As a church denomination grows, it needs to develop structures to support itself: full-time ministers, training, buildings, governing bodies etc. However, the larger the church becomes, the greater effort is needed on maintaining the institutional structures; thus, less effort is available for conversion and recruitment.
The model predicts that growth comes to a halt and that without interventions to dismantle some denominational institutionalism, the church denomination eventually dies due to institutionalised lethargy.
This is a sociological model whose purpose is to understand church growth and decline using principles from the sociology of organisations and religion.
For more model details see Assumptions and Parameters.
As a church denomination grows, resources are needed to support its organisational structure. Such resources, once set up, need to be maintained. They may acquire their own reasons to exist and lose their connection with the church’s recruitment and conversion mission. It follows that the resources tend to be easy to construct but hard to dismantle. Thus, they continue to be maintained long after their usefulness to the mission has waned. They cannot be easily scaled back just because the numbers in church decline.
The greater these institutional resources, the more institutionalised the church.
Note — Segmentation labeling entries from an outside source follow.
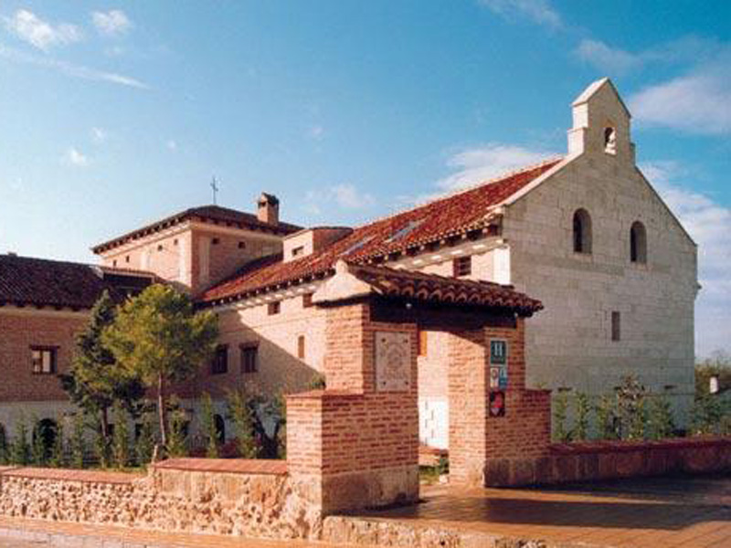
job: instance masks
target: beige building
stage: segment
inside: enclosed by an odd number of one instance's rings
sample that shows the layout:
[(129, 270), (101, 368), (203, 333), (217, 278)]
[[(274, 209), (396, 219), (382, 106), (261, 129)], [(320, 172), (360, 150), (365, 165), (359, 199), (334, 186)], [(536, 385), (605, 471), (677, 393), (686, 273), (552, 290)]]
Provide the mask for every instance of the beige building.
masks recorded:
[[(325, 315), (313, 295), (344, 261), (511, 284), (545, 306), (526, 331), (529, 387), (598, 395), (633, 373), (684, 411), (696, 247), (637, 168), (611, 82), (590, 85), (572, 113), (563, 157), (357, 228), (301, 229), (262, 195), (256, 216), (193, 208), (94, 251), (110, 271), (152, 272), (217, 311), (221, 345), (187, 386), (193, 399), (206, 390), (222, 406), (226, 389), (249, 383), (300, 390), (323, 371)], [(437, 447), (449, 445), (445, 336), (419, 334), (421, 438)]]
This will be represented by a single soft variable “Institutionalism”.
Examples of institutional resources include physical buildings, the number of paid ministers, requirements for ministerial training, centralised leadership and the expectations of full members. A more complete list is on the Further Model Details page.
System Dynamics Model
Unbelievers are added to the church according to the size of the church (R1) but reduced according to institutionalism (B2), figure 1. Church members leave at a constant rate per person (B1). Institutionalism is generated according to the size of the church (B2). Institutionalism is easier to generate as it grows (R2) but becomes harder to produce as it approaches capacity (B3). Attempts to reduce institutionalism occur at a constant per capita rate (B4).
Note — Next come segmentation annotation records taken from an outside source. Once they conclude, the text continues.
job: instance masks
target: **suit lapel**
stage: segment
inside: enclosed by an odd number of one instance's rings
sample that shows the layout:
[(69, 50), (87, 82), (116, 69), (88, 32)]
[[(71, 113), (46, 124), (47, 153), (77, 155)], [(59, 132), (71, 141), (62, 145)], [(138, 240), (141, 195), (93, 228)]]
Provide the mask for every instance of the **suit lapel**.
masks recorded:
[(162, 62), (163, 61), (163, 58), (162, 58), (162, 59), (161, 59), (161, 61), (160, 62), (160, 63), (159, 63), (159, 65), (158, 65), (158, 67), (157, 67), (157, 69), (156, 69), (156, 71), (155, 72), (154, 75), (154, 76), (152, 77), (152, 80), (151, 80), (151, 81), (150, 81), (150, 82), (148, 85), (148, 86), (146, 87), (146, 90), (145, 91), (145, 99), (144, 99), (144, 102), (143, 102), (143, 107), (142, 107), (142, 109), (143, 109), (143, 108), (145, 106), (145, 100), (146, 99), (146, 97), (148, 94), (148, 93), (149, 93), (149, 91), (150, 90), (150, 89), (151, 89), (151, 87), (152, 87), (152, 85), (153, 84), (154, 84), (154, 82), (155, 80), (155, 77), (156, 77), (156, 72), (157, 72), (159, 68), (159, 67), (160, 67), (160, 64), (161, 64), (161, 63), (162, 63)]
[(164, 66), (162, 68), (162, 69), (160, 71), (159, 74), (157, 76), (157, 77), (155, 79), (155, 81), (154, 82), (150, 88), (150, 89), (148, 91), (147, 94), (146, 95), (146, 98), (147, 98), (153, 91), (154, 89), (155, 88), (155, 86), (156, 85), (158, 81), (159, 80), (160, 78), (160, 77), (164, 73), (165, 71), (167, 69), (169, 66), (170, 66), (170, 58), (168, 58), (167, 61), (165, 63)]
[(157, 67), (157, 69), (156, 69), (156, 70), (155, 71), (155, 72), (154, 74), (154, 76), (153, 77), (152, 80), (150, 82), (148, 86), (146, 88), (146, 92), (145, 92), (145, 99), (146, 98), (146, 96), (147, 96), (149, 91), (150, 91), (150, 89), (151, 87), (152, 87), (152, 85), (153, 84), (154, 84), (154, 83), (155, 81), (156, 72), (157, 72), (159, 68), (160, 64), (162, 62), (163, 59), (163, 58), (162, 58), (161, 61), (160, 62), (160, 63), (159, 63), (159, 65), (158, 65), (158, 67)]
The leaving feedback loop B1 has a constant impact. However, because loop B2 reduces the recruitment effectiveness of the church members, the reinforcing loop R1 has a diminishing impact on recruitment. The limit to church growth is reached when the recruitment rate matches the leaving rate, after which the church declines.
Scope of Applicability
The Institutional Model is applied to a whole denomination, or a collection of national denominations, and is less applicable to an individual congregation. It is similar in form to the Self-Enhancing Resource Model that models limits to congregational growth.
Results of the Institutional Model
Church starts by growing (R1), with institutionalism also growing (B2 and R2), see figure 2. However, church growth slows as the impact of B2 reduces that of R1. Church growth slows as the impact of R1 falls below the combined impacts of B1 and B2. Eventually, recruitment falls below the leaving rate and church declines, curve 1, figure 2. Without intervention, then institutionalism declines too slowly to prevent the church from becoming extinct, curve 2.